米国向け海上コンテナ/中国・香港発の輸送量マイナス続く

2019年12月12日 

デカルト・データマインは12月12日、アジア発米国向け(往航)11月分と米国発アジア向け(復航)10月分の海上コンテナ輸送量実績を発表した。

11月のアジア主要10か国・地域発米国向け(往航)は前年比7.5%減の132万TEUに、1-11月累計では1.2%減の1530万TEUとなった。

国別で見ると、1位の中国発(シェア57.9%)は10か月連続マイナスで13.3%減、1-11月累計では7.1%減。2位の韓国発(シェア10.8%)は中国発TS分が26%減で5.7%減、累計では2%増。3位のベトナム発(シェア7.8%)は52%増で12か月連続プラス、累計では36%増となった。

また、4位の台湾発(シェア5.6%)は11.5%減、累計では11%増。5位のシンガポール発(シェア5%)は19%増で11か月連続プラス、累計では17%増。6位の香港発(シェア3.2%)は29.5%減で9か月連続マイナス、累計では15%減。

日本発(シェア2.7%)(直航分)は7位で、27%減の35万4000TEU(累計では4.8%減)。TS分を含む日本発合計(荷受地ベース)は、20%減の4万8000TEU、日本発アジアTS分合計は1万2000TEUで、TS比率は26%(内、韓国経由TS分は10%減、8万5000TEUでTS比率18%)だった。

アジア発主要品目で中国・香港と東南アジアに共通するHS2ケタ8品目の増減(TEU前年比%)を荷受地ベースで比較したデータでは、1位の家具類(HS94)は、中国・香港発が26%減に対して、ベトナムなど7か国・地域発は25%増、同様に、2位の機械類(HS84)は19%減に対して19%増。3位の電子電機(HS84)は6%減に対して51%増、4位のプラスチック(HS39)は2%減に対して7%増、5位の鉄鋼(HS73)は21%減に対して1%減。

中国・香港発合計が16%減に対して7か国発合計は15%増と、東南アジアへの供給拠点シフトが品目別に顕著に表われる結果となった。

米国発アジア10か国・地域向け(復航)10月分は、中国向けが7.3%減、韓国、日本向けもそれぞれ6%、12.7%の減少で、全体は5.1%減の48万5000TEUとなった。

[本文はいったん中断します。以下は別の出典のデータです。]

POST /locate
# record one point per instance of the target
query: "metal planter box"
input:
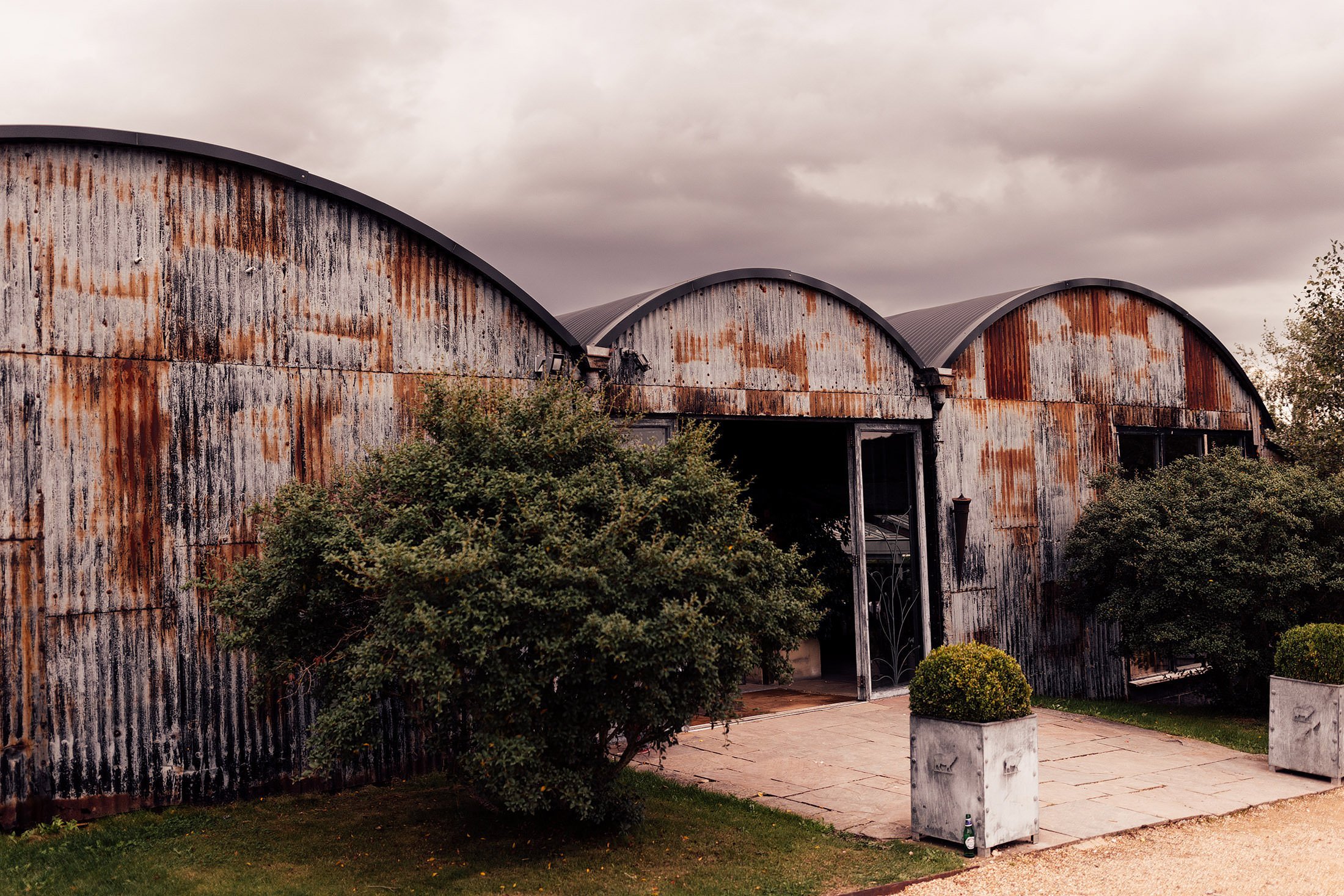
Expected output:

品目別では、アジア向けの2割を占める木材パルプが5.3%減、2位の牧草、大豆(シェア11%)が14%増、3位のプラスチックが17%だったが、木材(シェア5%)が28%の減少で、上位10品目合計では3.7%減、残り品目を含むアジア向け全体では5%減となった。

日本向け最終仕向地ベースは13%減の54万4000TEU、直航分(母船揚げ地ベース)が11%減の4万7000TEU。国内シェア1位(シェア42%)の東京港直航分は15%減、2位の神戸(26%)が4%減、3位の横浜(13%)が9%減、4位の名古屋(11%)が16%減だった。